I last saw her at the Palace Ballroom for Grant Achatz. I mean, Grant’s a nice a guy and I enjoyed his book and all, but I went there to see Kim. She was skinny, with a new short bob of a haircut, a bit tired looking, yet herself. As the conversation focused on gritty details of Grant’s experience with mouth cancer, Kim became increasingly frustrated. “God, I wish they would get off this cancer talk!” she kept hissing to me in whisper as she scanned the silent crowd. “He’s so adorable, his work is so interesting and this is a total downer.” No concerns about her own illness, no concerns about anything other than the show and the audience and whether they would leave having had a good time. As the Q&A started, people asked about his food and restaurant. Kim sighed a breath of relief.
The event wrapped up, and she headed out. “I’m beat, I’ve got to go home and lay down,” she said. ”I’ll see you in a couple of weeks.” I promised to bring her food and hang out with her after I got back into town from an extended trip I was leaving on the next day. We hugged good-bye. I chatted with her online, but never saw her again. Even though she was sick, desperately so, her death still struck most as a surprise.

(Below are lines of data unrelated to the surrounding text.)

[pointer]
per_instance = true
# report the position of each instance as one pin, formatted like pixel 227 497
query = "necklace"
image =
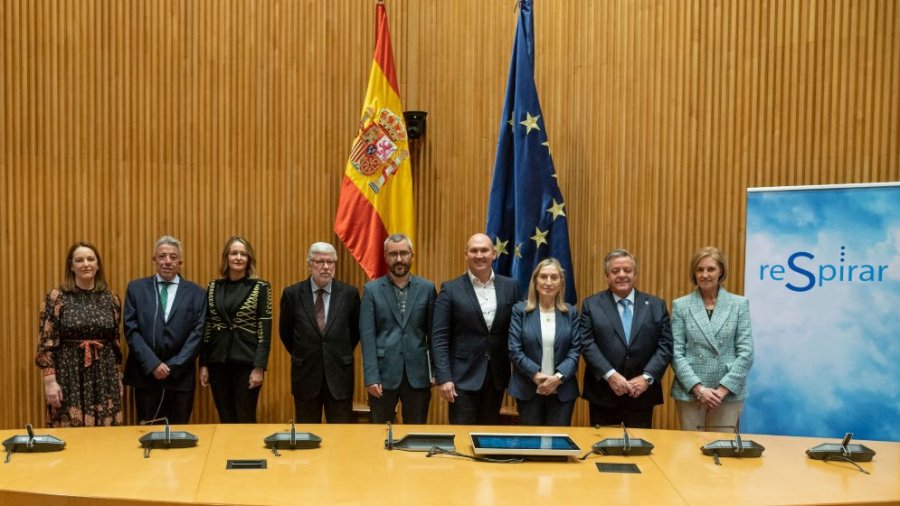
pixel 548 314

As I reflect on her life, I keep coming back to a conversation we had at the bar of the Dahlia Lounge in Seattle about one of our favorite books, A Tree Grows in Brooklyn. A teacher gave it to me shortly after my father died when I was 13. I think we both knew the entire book by rote. We talked and talked as we downed a bottle of red wine. I identified with Francie, the main character, a bookish, plain-looking young girl who aspired to grow up to be a writer, who also lost her father as a preteen. I told Kim that I often felt that the author had written that book especially for me. She laughed and said she thought it was written just for her. ”It made me feel like less of a freak for loving books so much.” When I came home after her service yesterday, I pulled my copy down from the bookshelf and started to reread it.
Fittingly, a reading list was included in the program at Kim’s service. The headline simply said “Read These Books.” A Tree Grows in Brooklyn is on it.
The Bunny Planet by Rosemary Wells
Little Women by Louisa May Alcott
The Lion, The Witch and the Wardrobe by C.S. Lewis
I Capture the Castle by Dodie Smith
A Tree Grows in Brooklyn by Betty Smith
The English Patient by Michael Ondaatje
Pilgrim at Tinker Creek by Annie Dillar
My Antonia by Willa Cather
The Shipping News by E. Annie Proulx
Birds of America by Lorrie Moore
A Heartbreaking Work of Staggering Genuis by Dave Eggers
The Silver Palate Cookbook by Sheila Lukins and Julee Rosso
I didn’t link these titles to Amazon for a reason. She would hope you’d hit a local bookstore. One book on a shelf so often leads you to another, and sometimes, the multiple of things matter. Kim loved to read, she loved cooking and cookbooks, to throw a party, to introduce people to new authors, to drink good wine, to spend time with her husband and three kids. She thought big, worked hard and created for herself a career at the intersection where all her interests met.
How often do we meet people who truly chase and fight to live and share their passions? Rarely.
So, I ask, what do you love? What are you passionate about? Go do it. Life is short. Kim was 53. My dad was only 50 when he died. You may be waiting for “someday” to do that something you love, but it may never come.